Pensei que fosse bluff, mas comecei a ficar preocupado à medida que fui constatando que a “comunicação social” insistia nesse facto.
Afigura-se-me que quando há um grupo qualquer de entidades que se associam, integrando projectos e objectivos comuns, aceitando regras e procedimentos comuns e visando estratégias comuns para o benefício do conjunto e alguma, de entre elas, não quer aceitar as regras, a solução é fácil: sai do grupo !

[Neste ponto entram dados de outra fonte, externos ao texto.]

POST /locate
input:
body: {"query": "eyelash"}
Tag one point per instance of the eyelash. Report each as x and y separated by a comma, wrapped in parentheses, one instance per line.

Aceitando que a União Europeia é benéfica para os Países que a integram (e que, de certa forma, tal é uma inevitabilidade face à globalização), e que o “tratado de Lisboa” é o mais conveniente (tal como foi amplamente apregoado), não concebo (e custa-me a crer) que se admita que o interesse geral seja comprometido pela vontade de alguém.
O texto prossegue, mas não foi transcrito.